President Kaljulaid is the first head of state to go to the front and to visit with the Ukrainian troops who are defending their homeland and all of Europe from Russian invasion. On May 24, President Kaljulaid met Lieutenant-General Serhiy Nayev for talks about the war. General Nayev is the commander of the Joint Forces Operation (JFO) of the Armed Forces of Ukraine. He’s in charge of Ukraine’s defence from Russian aggression in Luhansk and Donetsk regions. General Nayev thanked President Kaljulaid for her support and the Estonian people for their assistance in the fight to defend against Russia. Estonia’s help for Ukraine consists of material and humanitarian assistance and has exceeded 10 million euros since Russia began its invasion.
Posting on Twitter on May 24, President Kaljulaid wrote: “Checkpoint in Mayorsk, Donetsk region. #Ukraine is on the both sides of this line. World must not forget.” She included a photo of herself, the Estonian entourage, and the Ukrainian military delegation at a barricade at the Mayorsk checkpoint. Mayorsk is directly to the north-west of the temporarily Russian-occupied city of Horlivka. Illegal armed formations who take orders from Putin were only a few hundred metres away from where she was standing.

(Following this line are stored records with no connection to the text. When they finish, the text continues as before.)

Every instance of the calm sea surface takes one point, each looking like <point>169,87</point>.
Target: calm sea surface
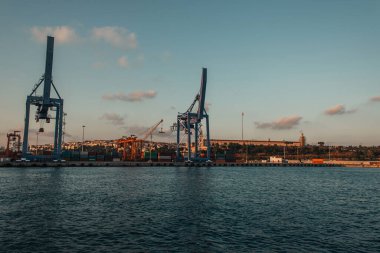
<point>189,209</point>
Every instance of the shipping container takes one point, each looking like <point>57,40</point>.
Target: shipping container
<point>317,161</point>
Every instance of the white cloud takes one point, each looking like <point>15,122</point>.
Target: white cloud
<point>375,99</point>
<point>123,62</point>
<point>98,65</point>
<point>114,118</point>
<point>131,97</point>
<point>338,110</point>
<point>280,124</point>
<point>116,36</point>
<point>61,34</point>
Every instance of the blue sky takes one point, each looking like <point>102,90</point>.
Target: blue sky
<point>121,66</point>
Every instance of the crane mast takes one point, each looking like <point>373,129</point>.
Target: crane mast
<point>190,123</point>
<point>45,103</point>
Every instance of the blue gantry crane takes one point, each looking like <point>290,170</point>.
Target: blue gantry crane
<point>45,103</point>
<point>190,123</point>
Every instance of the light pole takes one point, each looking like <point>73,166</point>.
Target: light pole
<point>329,153</point>
<point>37,144</point>
<point>83,136</point>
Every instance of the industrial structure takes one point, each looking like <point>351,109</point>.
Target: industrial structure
<point>132,146</point>
<point>45,104</point>
<point>300,143</point>
<point>190,123</point>
<point>13,144</point>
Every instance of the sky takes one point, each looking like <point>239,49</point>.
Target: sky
<point>291,66</point>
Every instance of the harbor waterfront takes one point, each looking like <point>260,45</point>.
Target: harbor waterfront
<point>158,164</point>
<point>210,209</point>
<point>353,164</point>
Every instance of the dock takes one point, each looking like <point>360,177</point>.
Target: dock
<point>158,164</point>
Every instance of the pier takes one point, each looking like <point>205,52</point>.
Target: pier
<point>158,164</point>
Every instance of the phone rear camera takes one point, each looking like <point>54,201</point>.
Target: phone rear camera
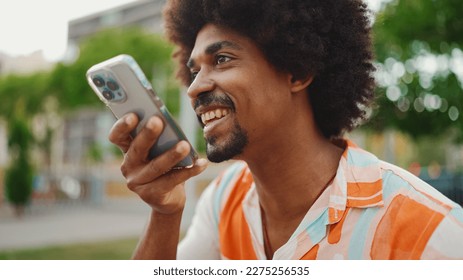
<point>109,95</point>
<point>112,85</point>
<point>98,81</point>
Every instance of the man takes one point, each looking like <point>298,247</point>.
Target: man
<point>275,85</point>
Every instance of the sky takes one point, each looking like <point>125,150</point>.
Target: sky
<point>30,25</point>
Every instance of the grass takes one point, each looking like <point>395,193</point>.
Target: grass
<point>110,250</point>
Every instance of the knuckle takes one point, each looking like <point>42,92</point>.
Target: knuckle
<point>131,184</point>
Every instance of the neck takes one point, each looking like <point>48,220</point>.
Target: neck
<point>288,185</point>
<point>297,169</point>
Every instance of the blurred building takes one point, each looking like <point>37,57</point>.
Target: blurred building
<point>82,130</point>
<point>143,13</point>
<point>23,64</point>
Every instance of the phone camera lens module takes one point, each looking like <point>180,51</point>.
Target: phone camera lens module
<point>98,81</point>
<point>112,85</point>
<point>109,95</point>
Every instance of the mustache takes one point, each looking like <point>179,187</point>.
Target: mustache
<point>209,98</point>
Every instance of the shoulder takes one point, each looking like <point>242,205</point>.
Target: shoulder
<point>219,190</point>
<point>399,182</point>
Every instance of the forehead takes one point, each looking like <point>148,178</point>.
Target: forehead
<point>212,38</point>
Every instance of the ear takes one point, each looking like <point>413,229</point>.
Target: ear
<point>298,85</point>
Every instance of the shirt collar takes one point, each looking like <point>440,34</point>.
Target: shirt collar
<point>358,182</point>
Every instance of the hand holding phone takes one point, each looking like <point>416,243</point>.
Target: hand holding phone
<point>120,83</point>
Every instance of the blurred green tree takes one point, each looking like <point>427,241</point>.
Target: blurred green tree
<point>44,95</point>
<point>20,172</point>
<point>420,68</point>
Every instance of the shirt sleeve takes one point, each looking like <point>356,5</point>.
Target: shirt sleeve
<point>201,241</point>
<point>447,240</point>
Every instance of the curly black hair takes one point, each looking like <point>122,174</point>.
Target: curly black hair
<point>329,39</point>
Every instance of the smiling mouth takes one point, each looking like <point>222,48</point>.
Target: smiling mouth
<point>214,115</point>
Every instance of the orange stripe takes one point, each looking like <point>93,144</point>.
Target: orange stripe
<point>234,236</point>
<point>404,230</point>
<point>312,254</point>
<point>334,236</point>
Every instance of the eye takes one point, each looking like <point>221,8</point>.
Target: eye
<point>220,59</point>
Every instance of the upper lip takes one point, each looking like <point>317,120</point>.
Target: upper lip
<point>204,112</point>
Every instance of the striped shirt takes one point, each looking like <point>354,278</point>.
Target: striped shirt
<point>371,210</point>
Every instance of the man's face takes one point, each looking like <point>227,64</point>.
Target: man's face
<point>238,96</point>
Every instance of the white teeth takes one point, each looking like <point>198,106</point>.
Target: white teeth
<point>214,114</point>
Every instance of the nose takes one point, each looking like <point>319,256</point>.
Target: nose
<point>202,83</point>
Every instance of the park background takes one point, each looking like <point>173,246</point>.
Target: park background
<point>61,192</point>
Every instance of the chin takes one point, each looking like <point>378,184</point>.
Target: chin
<point>232,148</point>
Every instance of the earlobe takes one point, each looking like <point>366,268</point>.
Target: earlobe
<point>298,85</point>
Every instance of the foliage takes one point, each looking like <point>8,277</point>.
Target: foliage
<point>19,175</point>
<point>417,43</point>
<point>108,250</point>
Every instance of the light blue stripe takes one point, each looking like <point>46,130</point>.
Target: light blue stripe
<point>227,177</point>
<point>361,159</point>
<point>359,234</point>
<point>317,229</point>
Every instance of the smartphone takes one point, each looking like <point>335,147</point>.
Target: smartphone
<point>120,83</point>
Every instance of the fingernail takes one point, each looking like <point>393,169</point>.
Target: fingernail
<point>151,123</point>
<point>129,120</point>
<point>201,162</point>
<point>180,148</point>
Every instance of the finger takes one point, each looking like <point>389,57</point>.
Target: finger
<point>141,145</point>
<point>171,179</point>
<point>163,163</point>
<point>120,132</point>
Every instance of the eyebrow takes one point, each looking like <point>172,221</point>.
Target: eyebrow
<point>213,48</point>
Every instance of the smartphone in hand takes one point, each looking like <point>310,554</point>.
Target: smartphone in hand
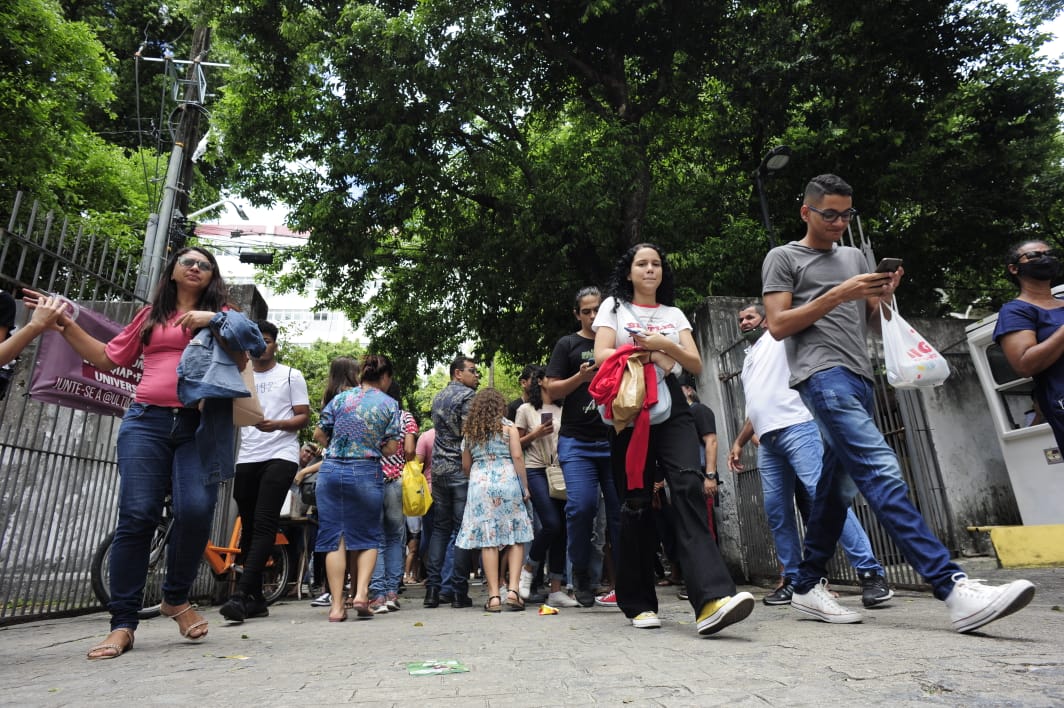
<point>888,265</point>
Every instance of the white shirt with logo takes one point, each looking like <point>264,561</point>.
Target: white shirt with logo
<point>280,390</point>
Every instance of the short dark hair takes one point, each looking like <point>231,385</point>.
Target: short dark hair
<point>373,366</point>
<point>758,307</point>
<point>825,184</point>
<point>267,328</point>
<point>459,363</point>
<point>620,287</point>
<point>1012,258</point>
<point>585,292</point>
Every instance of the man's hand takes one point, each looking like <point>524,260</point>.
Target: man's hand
<point>734,463</point>
<point>866,285</point>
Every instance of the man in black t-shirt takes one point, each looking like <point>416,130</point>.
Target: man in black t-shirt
<point>583,450</point>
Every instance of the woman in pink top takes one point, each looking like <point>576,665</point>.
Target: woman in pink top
<point>156,447</point>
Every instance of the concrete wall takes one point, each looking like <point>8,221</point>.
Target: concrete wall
<point>974,474</point>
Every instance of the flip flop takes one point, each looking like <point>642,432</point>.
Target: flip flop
<point>187,631</point>
<point>115,648</point>
<point>514,606</point>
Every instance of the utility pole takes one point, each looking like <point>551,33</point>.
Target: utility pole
<point>190,94</point>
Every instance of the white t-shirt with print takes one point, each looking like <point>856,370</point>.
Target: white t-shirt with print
<point>280,389</point>
<point>661,318</point>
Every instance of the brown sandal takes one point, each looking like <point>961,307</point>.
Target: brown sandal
<point>188,632</point>
<point>114,648</point>
<point>516,605</point>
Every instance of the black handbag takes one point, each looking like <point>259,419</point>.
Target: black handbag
<point>308,489</point>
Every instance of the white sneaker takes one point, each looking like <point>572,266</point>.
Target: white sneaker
<point>971,604</point>
<point>646,621</point>
<point>561,598</point>
<point>818,603</point>
<point>525,585</point>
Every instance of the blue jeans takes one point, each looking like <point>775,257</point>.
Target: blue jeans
<point>550,537</point>
<point>158,454</point>
<point>387,573</point>
<point>786,457</point>
<point>587,471</point>
<point>448,499</point>
<point>855,453</point>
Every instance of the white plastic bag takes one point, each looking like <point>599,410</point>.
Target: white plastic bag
<point>911,362</point>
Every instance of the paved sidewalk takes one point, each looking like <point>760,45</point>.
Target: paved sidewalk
<point>903,654</point>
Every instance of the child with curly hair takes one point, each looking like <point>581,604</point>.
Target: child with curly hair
<point>495,514</point>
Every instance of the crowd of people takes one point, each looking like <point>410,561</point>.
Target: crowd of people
<point>572,493</point>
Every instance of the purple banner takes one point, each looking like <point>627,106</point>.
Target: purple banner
<point>62,377</point>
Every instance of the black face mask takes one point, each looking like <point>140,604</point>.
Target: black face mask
<point>1046,267</point>
<point>754,334</point>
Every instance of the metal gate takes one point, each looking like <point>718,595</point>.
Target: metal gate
<point>900,416</point>
<point>59,478</point>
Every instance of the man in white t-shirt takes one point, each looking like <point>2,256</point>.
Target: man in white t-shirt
<point>790,454</point>
<point>265,468</point>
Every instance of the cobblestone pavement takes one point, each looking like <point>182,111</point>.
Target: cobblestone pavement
<point>903,653</point>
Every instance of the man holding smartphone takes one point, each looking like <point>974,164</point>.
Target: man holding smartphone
<point>819,299</point>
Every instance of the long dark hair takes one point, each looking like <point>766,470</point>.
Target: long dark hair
<point>343,375</point>
<point>535,388</point>
<point>373,366</point>
<point>620,287</point>
<point>164,303</point>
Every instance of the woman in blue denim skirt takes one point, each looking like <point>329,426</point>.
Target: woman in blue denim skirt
<point>359,427</point>
<point>156,447</point>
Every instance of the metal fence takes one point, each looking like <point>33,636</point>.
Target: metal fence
<point>59,478</point>
<point>900,416</point>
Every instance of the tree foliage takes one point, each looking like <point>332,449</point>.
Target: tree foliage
<point>464,167</point>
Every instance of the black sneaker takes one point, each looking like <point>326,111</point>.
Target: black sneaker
<point>234,609</point>
<point>256,607</point>
<point>781,595</point>
<point>875,589</point>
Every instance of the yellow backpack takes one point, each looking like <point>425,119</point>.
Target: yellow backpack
<point>416,498</point>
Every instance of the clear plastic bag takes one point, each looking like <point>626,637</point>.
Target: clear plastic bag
<point>911,362</point>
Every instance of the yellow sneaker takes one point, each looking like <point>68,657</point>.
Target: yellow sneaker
<point>718,613</point>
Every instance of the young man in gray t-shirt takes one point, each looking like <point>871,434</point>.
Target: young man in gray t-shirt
<point>819,299</point>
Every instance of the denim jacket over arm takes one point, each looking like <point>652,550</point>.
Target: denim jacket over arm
<point>208,374</point>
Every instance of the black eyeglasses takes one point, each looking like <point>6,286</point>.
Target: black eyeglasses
<point>831,215</point>
<point>188,261</point>
<point>1030,256</point>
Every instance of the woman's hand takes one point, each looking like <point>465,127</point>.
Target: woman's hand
<point>47,313</point>
<point>544,429</point>
<point>195,319</point>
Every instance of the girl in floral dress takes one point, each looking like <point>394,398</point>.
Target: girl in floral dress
<point>496,514</point>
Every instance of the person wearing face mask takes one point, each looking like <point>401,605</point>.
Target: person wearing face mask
<point>1029,329</point>
<point>790,453</point>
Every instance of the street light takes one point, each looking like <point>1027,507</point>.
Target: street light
<point>776,160</point>
<point>239,212</point>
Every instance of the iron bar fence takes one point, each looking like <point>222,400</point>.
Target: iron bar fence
<point>59,478</point>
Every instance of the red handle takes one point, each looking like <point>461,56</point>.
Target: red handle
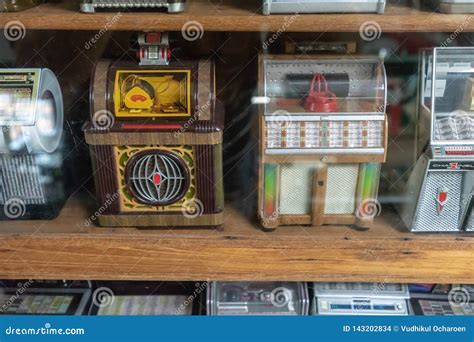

Kersti Kaljulaid is a real friend of Ukraine. While in Kyiv, she took part in a #FreeSentsov flashmob to demand the release of Oleg Sentsov and all 64 Ukrainian political prisoners who are being held illegally by Russia.
Russia has substantially increased attacks against civilians in Donbas since the start of the JFO on the first of May. General Nayev told the Estonian President: “Since the beginning of the operation, the enemy has carried out 21 bombardments of settlements.” That’s close to one attack each day with Russians deliberately targeting residential areas with shellfire. That’s a war crime.
Sadly – and unfortunately typically – Russia shelled a residential area of a Ukrainian settlement on May 24, the same day Estonian President Kaljulaid was visiting the battlefront and was in the region. Russian forces fired artillery at the village of Toretsk, which is in Luhansk region, 11 kilometres south of Popasna. The Russians shot at least 35 rounds from 152-millimetre calibre artillery and 120-millimetre calibre mortars. They struck two medical facilities: a psychiatric centre and a tuberculosis dispensary. Appallingly, the Russians used airburst anti-personnel explosive shells – designed to kill people more than damage structures. Fortunately, no local residents were injured.
After investigating the site of the attack in Toretsk, the Joint Centre for Control and Coordination (JCCC) condemned the Russians, saying: “Such actions by the leaders of the occupation administration of the Russian Federation are rather cynical, indicating a clear disregard for them by all the norms of international humanitarian law, the Geneva Convention, which pose a direct threat to the life and health of the civilian population.”
It should be noted that also on May 24 Russia sent the 77th truck convoy to resupply its invasion-occupation army in Donbas. No Western leader protested. No Western leader did anything to stop it. No Western leader did anything to protect the Ukrainian people who will be victimized by the resupplied Russian army that is attacking them.
At the same time as Estonian President Kersti Kaljulaid became the first head of state to visit the battlefront where Russia is invading Ukraine, the Russians were shelling civilians and sending a military resupply convoy – as they have been doing without hindrance for almost four years. Well done to President Kaljulaid for visiting Ukraine’s heroic defenders and shame on other world leaders for not doing so. But friends of Ukraine and supporters of a rules-based international order have to do much, much more to stop Putin and stop Russia’s war against the West.